Wednesday, September 4, 2013

Equilibrium (2002)

I recently dusted off (literally) and rewatched a DVD I have in my collection - the movie Equilibrium, which seems to want to bill itself as a competitor to The Matrix, but, whatever stylistic similarities they may share, the movie fares better when you're not trying to compare it to the most awesome sci-fi movie ever made. Anyway, The Matrix is a mind-fucker, Equilibrium is more of a traditional dystopian flick. But it's a really good one.

The premise requires a certain level of suspension of disbelief, but if you're not sitting there trying to poke holes in it, I think it's both fun to watch, and also has a lot to say about human nature and the importance of art. The idea is that, in this near future society, ravaged by the effects of a third world war, humanity has agreed (with the urging of a charismatic leader, affectionately labeled "Father") to sacrifice the dizzying highs of human emotion in order to eliminate the abysmal lows, which inevitably lead to the atrocities that man commits upon himself - most notably, war.

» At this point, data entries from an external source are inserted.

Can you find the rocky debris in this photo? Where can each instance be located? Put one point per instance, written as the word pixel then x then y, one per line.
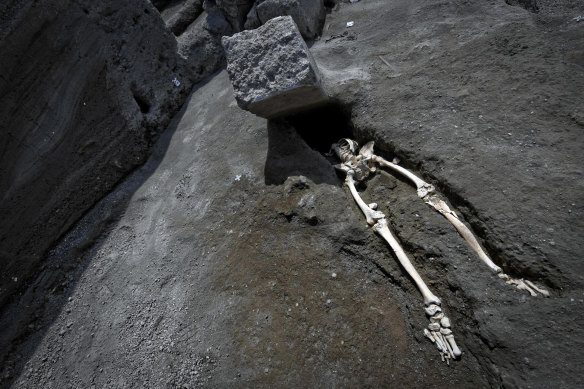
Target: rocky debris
pixel 272 70
pixel 200 44
pixel 85 90
pixel 309 15
pixel 179 17
pixel 530 5
pixel 235 11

So, the population of this "enlightened" nation, Libria, is regularly dosed with a drug called Prozium, which reduces their capacity to feel (emotions). Anyone caught skipping their doses or otherwise displaying feelings is charged as a "sense offender" and is sentenced to execution. The state's most talented soldiers, known as Grammaton Clerics, trained in the art of gun kata - which is like martial arts with guns, using stances based on statistical predictions to optimize both the practitioner's survival and hit rates - are trained to locate sense offenders, and are regularly deployed outside the walls of Librium to mop up pockets of resistance and burn the artifacts of culture (e.g., literature, paintings, symphonies) they're often found to hoard.

Christian Bale is excellent as Librium's premiere Grammaton Cleric, displaying subtle nuances of feeling underneath his cold, emotionless exterior, as the story follows his introduction to the world of sense offending, and his struggle to hide his little acts of rebellion until they eventually grow into a conviction to try and sabotage Father's censurious regime. The movie is expertly balanced between scenes of action and drama, and I found it to be especially moving as an art lover. Even to a jaded postmodernist, I felt that it managed to effectively evoke the beauty of a Da Vinci painting, a Beethoven symphony, a W.B. Yeats poem. And one of the most touching scenes hinged on the beauty of something we so often take for granted - the simple rising of the sun.

Taken at face value, it seems a little unrealistic to believe that society would (could) ever stamp out human feeling to this level, but, honestly, we're not so far off from a world that would, like in the movie's opening, destroy a man's life for looking at a picture of a girl. We already embrace censorship, we just defend it by believing that its selective application is justified. The censorship of all art is thus a dishonest projection (if a valid warning) of the current state of fear; nevertheless, it's a captivating nightmare vision, and it makes you think about the importance of art as a record of human experience, and how dangerous to the very core of humanity a regime of censorship truly is.